We all know that the Deputy Governor-General for the Island of Nevis, like the Lieutenant (Deputy) Governors for the Provinces of Canada, does not deputize for the Governor-General and in fact that Deputy for Nevis never acted at any time as Governor-General.
At the time Mr. Hill received this piece of paper he would have known the case of his companion and senior at Nevis Housing and Land Development Corporation (NHLD) who was properly recommended for the Land Surveyors commission and was given a certificate and an oath form to take the oath of office before the Governor-General in St. Kitts. Petty politics prevailed and he was made to take the oath before the Deputy Governor-General for Nevis at the Education Department. Soon his principals in St. Kitts prepared other forms and had him take the Oath before the Governor- General. Now he jokingly says he has two licences –a Nevis licence and a St. .Kitts-Nevis licence.
Please bear with me while I labour the details leading up to this published piece of paper.
Mr. Molyneaux, a member of the land surveyor’s board, wrote to some of the Caribbean Islands Lands and Surveys Departments about the articling period they required of graduates of the College in Jamaica. At the time he spoke to me he had received replies from two islands. St. Vincent required five years. He went on to say, referring to the two Nevis candidates, that he wanted these fellows to serve their articles. They were both required to serve two years articles.
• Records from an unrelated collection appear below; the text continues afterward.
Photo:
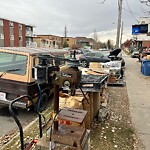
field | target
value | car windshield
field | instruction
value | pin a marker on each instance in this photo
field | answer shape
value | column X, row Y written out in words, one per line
column 13, row 63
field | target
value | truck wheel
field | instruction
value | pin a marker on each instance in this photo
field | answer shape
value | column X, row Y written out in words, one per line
column 44, row 102
column 84, row 63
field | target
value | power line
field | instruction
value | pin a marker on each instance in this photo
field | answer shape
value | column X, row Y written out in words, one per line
column 131, row 11
column 127, row 35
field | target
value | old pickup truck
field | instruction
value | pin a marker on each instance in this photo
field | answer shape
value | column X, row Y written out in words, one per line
column 16, row 75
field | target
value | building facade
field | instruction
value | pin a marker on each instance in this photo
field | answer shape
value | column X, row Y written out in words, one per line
column 14, row 34
column 84, row 41
column 51, row 41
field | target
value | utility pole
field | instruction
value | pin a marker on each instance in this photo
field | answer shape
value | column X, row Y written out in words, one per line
column 121, row 34
column 119, row 23
column 95, row 40
column 65, row 32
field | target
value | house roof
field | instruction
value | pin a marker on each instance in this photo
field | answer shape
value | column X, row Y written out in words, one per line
column 17, row 22
column 34, row 51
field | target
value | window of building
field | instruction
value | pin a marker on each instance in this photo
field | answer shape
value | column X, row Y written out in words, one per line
column 20, row 38
column 11, row 24
column 20, row 26
column 1, row 22
column 13, row 63
column 1, row 36
column 11, row 37
column 28, row 29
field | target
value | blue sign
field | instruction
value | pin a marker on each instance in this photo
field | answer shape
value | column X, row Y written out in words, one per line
column 140, row 28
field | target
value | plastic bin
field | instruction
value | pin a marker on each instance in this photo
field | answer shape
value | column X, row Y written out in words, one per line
column 145, row 67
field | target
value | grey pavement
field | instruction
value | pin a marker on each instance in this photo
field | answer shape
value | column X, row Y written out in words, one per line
column 138, row 87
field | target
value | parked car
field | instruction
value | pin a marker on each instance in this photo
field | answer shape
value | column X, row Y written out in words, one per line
column 135, row 54
column 16, row 75
column 92, row 56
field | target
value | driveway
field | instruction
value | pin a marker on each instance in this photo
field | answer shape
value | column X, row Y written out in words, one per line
column 138, row 87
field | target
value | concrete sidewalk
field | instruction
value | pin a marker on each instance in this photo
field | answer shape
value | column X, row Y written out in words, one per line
column 138, row 87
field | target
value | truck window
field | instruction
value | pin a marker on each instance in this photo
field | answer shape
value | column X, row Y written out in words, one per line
column 13, row 63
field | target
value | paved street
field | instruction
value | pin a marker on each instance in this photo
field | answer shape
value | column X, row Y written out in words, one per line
column 7, row 123
column 138, row 87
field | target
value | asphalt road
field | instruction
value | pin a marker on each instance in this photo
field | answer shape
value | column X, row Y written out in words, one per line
column 7, row 123
column 138, row 87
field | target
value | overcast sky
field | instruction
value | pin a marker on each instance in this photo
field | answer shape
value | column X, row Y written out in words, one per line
column 80, row 16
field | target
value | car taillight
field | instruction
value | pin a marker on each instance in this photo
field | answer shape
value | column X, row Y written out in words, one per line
column 24, row 99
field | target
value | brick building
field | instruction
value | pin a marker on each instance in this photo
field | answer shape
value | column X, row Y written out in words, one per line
column 14, row 34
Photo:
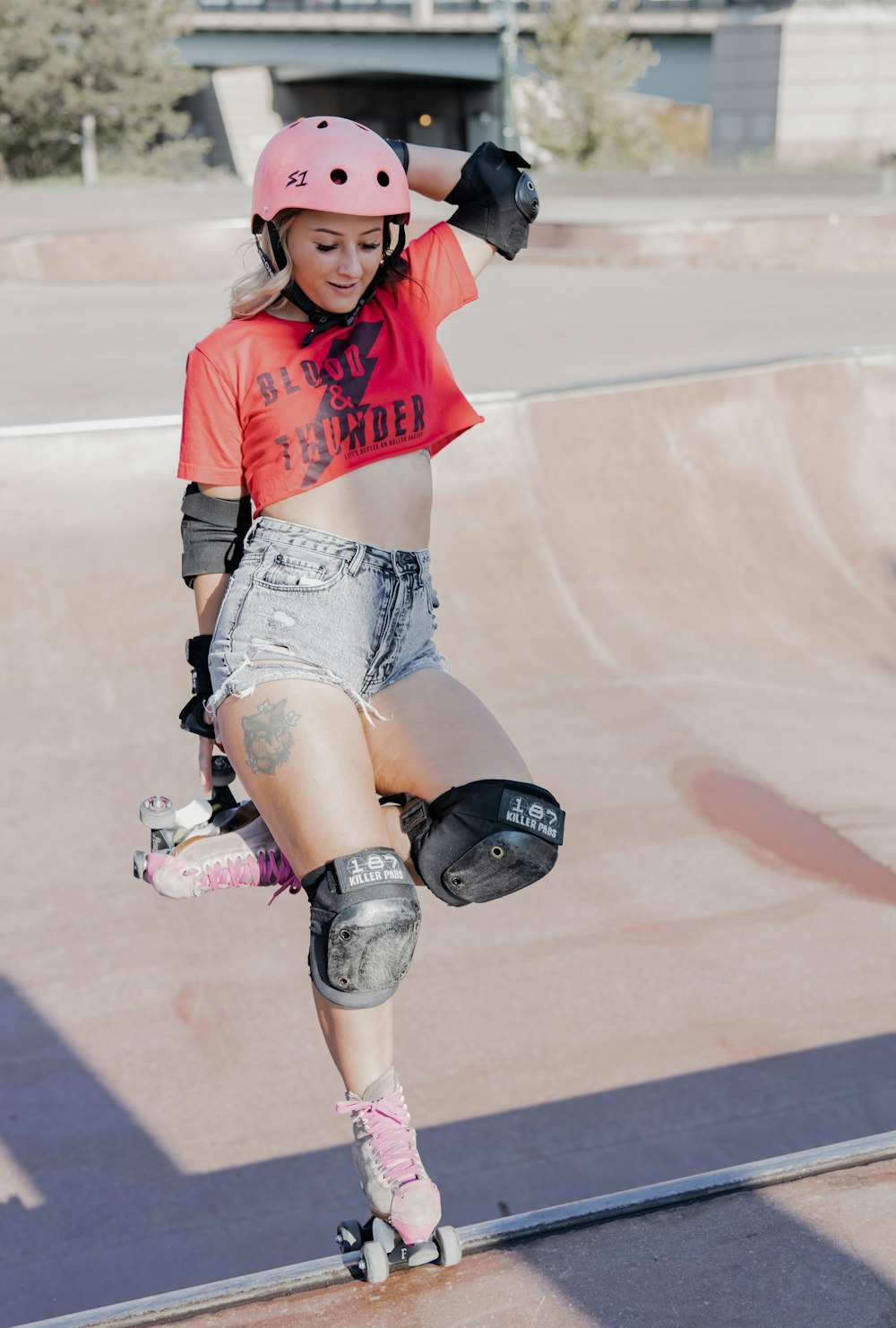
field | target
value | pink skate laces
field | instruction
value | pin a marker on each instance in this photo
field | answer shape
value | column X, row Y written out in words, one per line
column 258, row 868
column 393, row 1143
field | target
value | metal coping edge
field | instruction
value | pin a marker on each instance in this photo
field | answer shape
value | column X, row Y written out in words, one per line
column 488, row 399
column 485, row 1236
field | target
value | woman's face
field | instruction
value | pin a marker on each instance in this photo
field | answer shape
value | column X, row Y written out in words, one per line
column 335, row 256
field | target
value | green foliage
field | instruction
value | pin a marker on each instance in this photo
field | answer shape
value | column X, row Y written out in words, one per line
column 575, row 109
column 61, row 60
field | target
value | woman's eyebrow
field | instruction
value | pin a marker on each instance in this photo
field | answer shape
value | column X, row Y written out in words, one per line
column 324, row 230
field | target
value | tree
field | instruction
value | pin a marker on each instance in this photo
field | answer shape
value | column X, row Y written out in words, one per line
column 573, row 107
column 65, row 61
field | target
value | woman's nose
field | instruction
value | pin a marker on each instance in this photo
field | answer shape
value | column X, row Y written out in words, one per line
column 349, row 262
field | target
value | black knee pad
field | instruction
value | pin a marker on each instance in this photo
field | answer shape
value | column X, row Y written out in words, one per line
column 364, row 925
column 484, row 840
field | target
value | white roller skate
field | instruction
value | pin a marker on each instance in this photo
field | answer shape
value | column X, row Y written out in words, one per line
column 234, row 859
column 405, row 1204
column 210, row 845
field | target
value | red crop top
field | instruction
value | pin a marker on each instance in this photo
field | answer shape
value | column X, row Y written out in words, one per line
column 261, row 408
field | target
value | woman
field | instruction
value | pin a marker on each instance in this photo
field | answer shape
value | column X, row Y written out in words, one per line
column 376, row 771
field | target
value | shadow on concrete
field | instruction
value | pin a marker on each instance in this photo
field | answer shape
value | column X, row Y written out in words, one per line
column 99, row 1234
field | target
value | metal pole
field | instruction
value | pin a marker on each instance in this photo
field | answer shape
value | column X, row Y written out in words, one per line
column 486, row 1236
column 90, row 160
column 509, row 32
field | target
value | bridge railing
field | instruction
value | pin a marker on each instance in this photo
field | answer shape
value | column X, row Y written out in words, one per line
column 496, row 7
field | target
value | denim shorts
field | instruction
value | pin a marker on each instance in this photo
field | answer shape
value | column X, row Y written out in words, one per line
column 308, row 605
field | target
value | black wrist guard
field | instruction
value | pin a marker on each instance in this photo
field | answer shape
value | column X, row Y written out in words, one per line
column 193, row 716
column 495, row 198
column 212, row 531
column 400, row 149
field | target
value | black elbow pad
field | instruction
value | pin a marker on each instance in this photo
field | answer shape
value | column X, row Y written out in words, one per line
column 495, row 200
column 212, row 531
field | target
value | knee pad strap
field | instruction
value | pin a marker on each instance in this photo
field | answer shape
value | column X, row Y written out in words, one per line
column 364, row 925
column 484, row 840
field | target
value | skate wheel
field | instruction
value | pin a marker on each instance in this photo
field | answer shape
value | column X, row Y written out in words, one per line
column 222, row 772
column 375, row 1262
column 159, row 813
column 348, row 1237
column 449, row 1246
column 383, row 1234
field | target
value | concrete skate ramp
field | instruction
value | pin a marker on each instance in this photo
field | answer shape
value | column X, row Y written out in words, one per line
column 835, row 242
column 678, row 597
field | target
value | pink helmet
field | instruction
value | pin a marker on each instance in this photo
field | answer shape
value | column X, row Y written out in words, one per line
column 331, row 165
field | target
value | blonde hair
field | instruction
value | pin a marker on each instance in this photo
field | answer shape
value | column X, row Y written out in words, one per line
column 258, row 289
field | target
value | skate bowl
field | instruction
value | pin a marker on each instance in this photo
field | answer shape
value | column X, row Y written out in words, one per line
column 834, row 242
column 680, row 598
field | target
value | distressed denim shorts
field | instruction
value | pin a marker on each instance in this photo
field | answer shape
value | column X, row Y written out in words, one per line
column 308, row 605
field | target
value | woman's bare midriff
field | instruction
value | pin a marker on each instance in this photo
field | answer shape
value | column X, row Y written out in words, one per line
column 385, row 504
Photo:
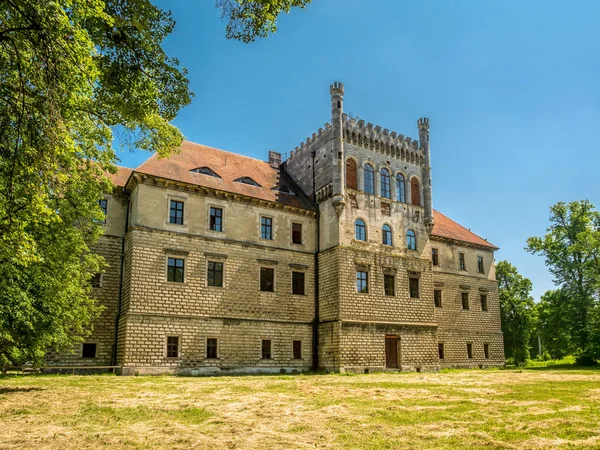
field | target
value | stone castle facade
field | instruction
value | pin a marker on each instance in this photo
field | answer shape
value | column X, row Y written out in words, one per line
column 330, row 259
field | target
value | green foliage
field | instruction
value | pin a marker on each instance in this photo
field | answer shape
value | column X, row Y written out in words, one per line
column 249, row 19
column 517, row 311
column 571, row 248
column 70, row 71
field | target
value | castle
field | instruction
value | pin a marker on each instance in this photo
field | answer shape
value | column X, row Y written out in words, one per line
column 332, row 259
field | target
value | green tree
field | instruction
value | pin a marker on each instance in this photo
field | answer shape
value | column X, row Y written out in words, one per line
column 571, row 248
column 517, row 311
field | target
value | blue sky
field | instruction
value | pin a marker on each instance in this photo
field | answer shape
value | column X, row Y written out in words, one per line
column 512, row 90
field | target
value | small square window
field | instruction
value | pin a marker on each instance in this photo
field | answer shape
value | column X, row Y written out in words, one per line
column 296, row 233
column 175, row 268
column 214, row 276
column 389, row 285
column 298, row 283
column 437, row 298
column 88, row 350
column 266, row 349
column 172, row 346
column 176, row 212
column 413, row 287
column 267, row 279
column 211, row 348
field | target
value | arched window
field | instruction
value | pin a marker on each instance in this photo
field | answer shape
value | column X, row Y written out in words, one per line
column 360, row 230
column 369, row 179
column 351, row 178
column 385, row 183
column 415, row 191
column 400, row 188
column 411, row 240
column 386, row 234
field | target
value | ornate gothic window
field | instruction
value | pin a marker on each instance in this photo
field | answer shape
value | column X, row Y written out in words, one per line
column 385, row 183
column 400, row 188
column 369, row 179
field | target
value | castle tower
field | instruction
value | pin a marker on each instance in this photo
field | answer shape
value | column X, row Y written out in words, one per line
column 423, row 125
column 337, row 104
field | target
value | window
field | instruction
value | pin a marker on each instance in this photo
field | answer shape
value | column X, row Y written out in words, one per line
column 389, row 285
column 104, row 207
column 266, row 228
column 369, row 179
column 400, row 188
column 211, row 348
column 214, row 276
column 465, row 299
column 415, row 192
column 483, row 299
column 267, row 279
column 96, row 280
column 175, row 268
column 461, row 262
column 176, row 212
column 266, row 349
column 435, row 257
column 386, row 234
column 413, row 287
column 360, row 230
column 215, row 219
column 437, row 298
column 296, row 233
column 384, row 176
column 172, row 346
column 411, row 240
column 298, row 283
column 362, row 282
column 88, row 350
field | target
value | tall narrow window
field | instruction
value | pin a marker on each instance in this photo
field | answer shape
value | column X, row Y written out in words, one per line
column 266, row 349
column 435, row 257
column 266, row 228
column 360, row 230
column 172, row 346
column 296, row 233
column 214, row 275
column 175, row 267
column 351, row 178
column 411, row 240
column 415, row 192
column 480, row 264
column 400, row 188
column 384, row 175
column 176, row 212
column 211, row 348
column 369, row 179
column 362, row 282
column 298, row 283
column 461, row 262
column 267, row 279
column 386, row 234
column 216, row 219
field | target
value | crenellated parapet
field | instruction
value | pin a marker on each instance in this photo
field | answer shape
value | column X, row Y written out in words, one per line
column 374, row 138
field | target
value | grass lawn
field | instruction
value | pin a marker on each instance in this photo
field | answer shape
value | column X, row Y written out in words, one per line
column 530, row 408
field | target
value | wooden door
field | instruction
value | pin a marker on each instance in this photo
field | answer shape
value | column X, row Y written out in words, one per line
column 391, row 352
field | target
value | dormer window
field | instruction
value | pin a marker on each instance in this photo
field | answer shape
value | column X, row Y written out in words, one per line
column 206, row 171
column 247, row 180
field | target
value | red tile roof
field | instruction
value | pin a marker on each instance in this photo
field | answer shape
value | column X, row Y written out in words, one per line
column 447, row 228
column 229, row 167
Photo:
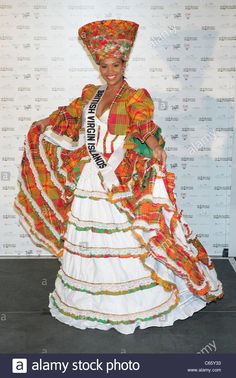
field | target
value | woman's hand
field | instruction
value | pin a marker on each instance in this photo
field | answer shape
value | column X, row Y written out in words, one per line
column 42, row 123
column 160, row 154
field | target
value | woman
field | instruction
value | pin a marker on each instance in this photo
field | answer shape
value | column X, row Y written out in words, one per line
column 94, row 191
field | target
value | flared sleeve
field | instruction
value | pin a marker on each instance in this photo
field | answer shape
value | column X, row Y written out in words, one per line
column 140, row 109
column 66, row 120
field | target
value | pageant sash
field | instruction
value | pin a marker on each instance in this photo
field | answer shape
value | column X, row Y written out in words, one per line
column 105, row 168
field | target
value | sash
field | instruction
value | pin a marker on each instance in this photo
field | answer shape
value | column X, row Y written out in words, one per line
column 105, row 168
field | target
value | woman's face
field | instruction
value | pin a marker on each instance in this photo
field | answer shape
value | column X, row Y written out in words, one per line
column 112, row 70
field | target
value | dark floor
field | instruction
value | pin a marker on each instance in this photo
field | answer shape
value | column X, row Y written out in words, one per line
column 26, row 325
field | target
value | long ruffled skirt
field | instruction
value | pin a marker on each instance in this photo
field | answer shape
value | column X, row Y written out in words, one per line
column 109, row 279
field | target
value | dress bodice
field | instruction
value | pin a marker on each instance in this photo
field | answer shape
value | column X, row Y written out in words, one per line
column 107, row 142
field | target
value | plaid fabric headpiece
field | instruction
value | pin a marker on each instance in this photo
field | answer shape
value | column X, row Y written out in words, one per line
column 109, row 38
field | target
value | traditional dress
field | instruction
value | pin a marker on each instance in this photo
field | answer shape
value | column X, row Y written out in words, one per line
column 106, row 209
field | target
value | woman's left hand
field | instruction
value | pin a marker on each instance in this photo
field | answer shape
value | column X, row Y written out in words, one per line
column 160, row 154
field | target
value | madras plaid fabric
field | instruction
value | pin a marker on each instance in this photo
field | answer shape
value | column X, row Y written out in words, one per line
column 131, row 115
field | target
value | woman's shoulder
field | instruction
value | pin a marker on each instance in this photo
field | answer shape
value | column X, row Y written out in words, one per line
column 137, row 94
column 89, row 90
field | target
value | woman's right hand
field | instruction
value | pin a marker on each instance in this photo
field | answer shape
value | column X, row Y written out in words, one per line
column 42, row 123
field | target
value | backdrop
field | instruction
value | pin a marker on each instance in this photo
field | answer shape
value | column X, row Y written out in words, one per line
column 184, row 55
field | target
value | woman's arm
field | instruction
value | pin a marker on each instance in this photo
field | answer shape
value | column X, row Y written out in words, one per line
column 158, row 152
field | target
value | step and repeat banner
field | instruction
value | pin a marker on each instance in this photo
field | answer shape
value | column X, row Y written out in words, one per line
column 184, row 55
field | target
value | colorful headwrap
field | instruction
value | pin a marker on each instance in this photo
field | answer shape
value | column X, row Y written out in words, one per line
column 109, row 38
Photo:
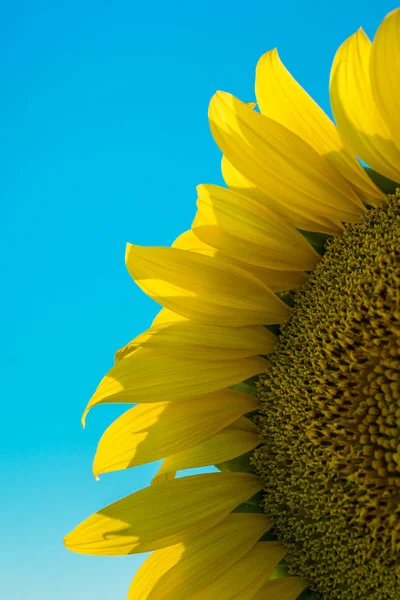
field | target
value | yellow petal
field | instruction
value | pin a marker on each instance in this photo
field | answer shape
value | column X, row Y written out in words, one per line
column 224, row 445
column 385, row 68
column 167, row 316
column 163, row 477
column 149, row 432
column 203, row 288
column 173, row 512
column 359, row 122
column 280, row 162
column 198, row 341
column 285, row 588
column 249, row 231
column 237, row 182
column 245, row 577
column 179, row 571
column 147, row 376
column 276, row 281
column 281, row 98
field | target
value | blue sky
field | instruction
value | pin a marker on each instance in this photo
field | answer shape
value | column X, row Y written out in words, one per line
column 104, row 138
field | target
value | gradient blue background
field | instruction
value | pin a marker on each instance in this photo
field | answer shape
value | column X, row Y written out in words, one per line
column 104, row 137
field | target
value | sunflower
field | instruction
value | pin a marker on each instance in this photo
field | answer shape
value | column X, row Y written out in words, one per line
column 275, row 357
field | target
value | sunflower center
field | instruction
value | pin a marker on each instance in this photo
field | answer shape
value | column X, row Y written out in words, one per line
column 330, row 453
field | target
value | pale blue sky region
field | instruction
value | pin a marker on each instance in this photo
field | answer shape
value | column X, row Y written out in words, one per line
column 104, row 138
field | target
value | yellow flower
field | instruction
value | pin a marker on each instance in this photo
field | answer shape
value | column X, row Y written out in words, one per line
column 276, row 356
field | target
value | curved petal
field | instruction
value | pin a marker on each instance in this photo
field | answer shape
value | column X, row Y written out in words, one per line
column 173, row 512
column 167, row 316
column 358, row 119
column 147, row 376
column 284, row 588
column 225, row 445
column 249, row 231
column 203, row 288
column 247, row 576
column 199, row 341
column 237, row 182
column 281, row 98
column 385, row 68
column 276, row 281
column 280, row 162
column 149, row 432
column 179, row 571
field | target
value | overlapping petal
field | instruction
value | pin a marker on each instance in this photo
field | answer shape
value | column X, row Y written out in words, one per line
column 281, row 98
column 284, row 588
column 385, row 68
column 358, row 118
column 155, row 517
column 203, row 288
column 179, row 571
column 200, row 341
column 237, row 182
column 275, row 280
column 247, row 576
column 149, row 432
column 225, row 445
column 281, row 163
column 147, row 376
column 249, row 231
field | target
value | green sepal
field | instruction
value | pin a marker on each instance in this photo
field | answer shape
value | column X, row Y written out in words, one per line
column 386, row 185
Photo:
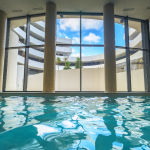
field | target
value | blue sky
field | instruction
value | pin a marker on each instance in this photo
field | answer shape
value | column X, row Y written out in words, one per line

Nine months after Mr. Hill returned from school in Jamaica he applied to the Land Surveyors Board (Board) for a commission. His boss at Nevis Land and Housing Department told me of the application. My quick response was “Why don’t you let the
boy serve his articles.” He replied that a certain surveyor recommended him. Representation made by others said that Mr. Corker had left NHLD and that they wanted a land surveyor there. But Mr. Corker was not a land surveyor and there was in fact a land surveyor at NHLD. The Board did not recommend Mr. Hill to the Governor-General for a commission.
I have just received the Annual Report of the Alberta Land Surveyors Association and in the Registrar’s Report it is noted that 23 persons became members of the Association in 2005. “Alberta Land Surveyors who received their commission in 2005 had articled for an average of 46.1 months” According to the Geomatics Engineering Liaison Committee Report these surveyors would have done work terms during University called internship. During articles, after university graduation, they were required to make “three project reports meant to demonstrate competence in three different areas of cadastral surveying.”
Surveying has been described as a Public Service profession. It is incumbent upon those responsible for the commissioning of land surveyors to give to the public men and women who are competent.